Trees NYC has worked with the city parks department in the past as a stewardship group, which volunteers to plant trees alongside the parks department throughout the city.

Stewardship programming was active alongside Parks employees to get more plantings and tree care done at a faster rate. NYC Parks data shows a clear dip in activity during the 2020 onset of the pandemic, with a slight increase in 2021 that reflects the ramp back up to consistent activity for the city and those volunteers in their efforts to increase and maintain green spaces. 

Emily Maxwell, the cities director with the Nature Conservancy in New York, said that programs like stewardship are great tools to provide trainings and opportunities for New Yorkers to learn more about the urban forest, but added that it has to be a part of multiple other solutions if the city wants to maintain and increase any canopy coverage in the future. 

“There’s not one silver bullet solution that’s going to solve those challenges,” Maxwell said. She added that to make sure communities in need of this coverage are kept in the loop when it comes to changes in how their neighborhoods look, those solutions have to be in the context of the “many other environmental and social solutions that are out there.”

Stewardship programs are still running, with events listed on the parks department website for the next coming weeks. According to Horwitz, tree giveaways are the route that New York Restoration Project has taken as it is a cheaper way to increase plantings in neighborhoods and in private residences in the city than having the city parks department manage plantings.

Additionally, with the tree giveaways, organizations like New York Restoration Project are able to help connect communities with the resources they need to increase canopy in their own backyards and to help increase cooling in their neighborhoods as a result. 

Manhattan borough president Mark Levine stated that “These trees provide… opportunities to protect New Yorkers from extreme weather, absorb runoff and cool neighborhoods. They will pay environmental dividends for decades to come,” in a press release.

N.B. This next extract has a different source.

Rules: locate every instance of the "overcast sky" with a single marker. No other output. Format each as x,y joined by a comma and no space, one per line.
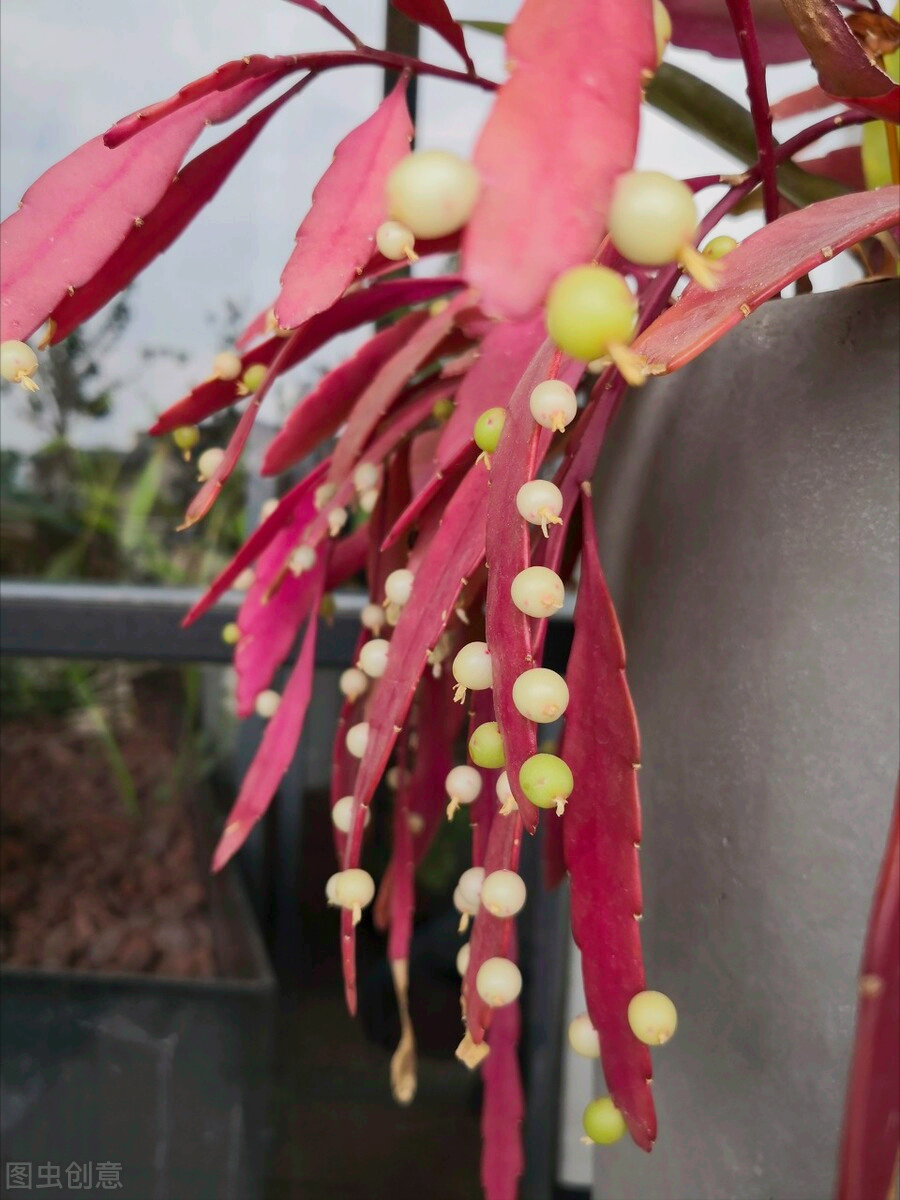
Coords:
69,71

The new iteration of the million trees initiative is a continuation of a previous project helmed by the Michael Bloomberg administration, and it has the goal of collaborating with private and public sectors in order to get to the 1 million figure. 

Aside from the climate solution that trees can provide to areas like south Brooklyn where the giveaway took place, Hippolyte said that other nature is starting to come back to her yard as a result of her efforts to make her space more green. 

“I’m actually planning on planting this in the front, my trees in the back are already so big. I’m seeing the red cardinals come back, like my kids are learning the birds and everything.”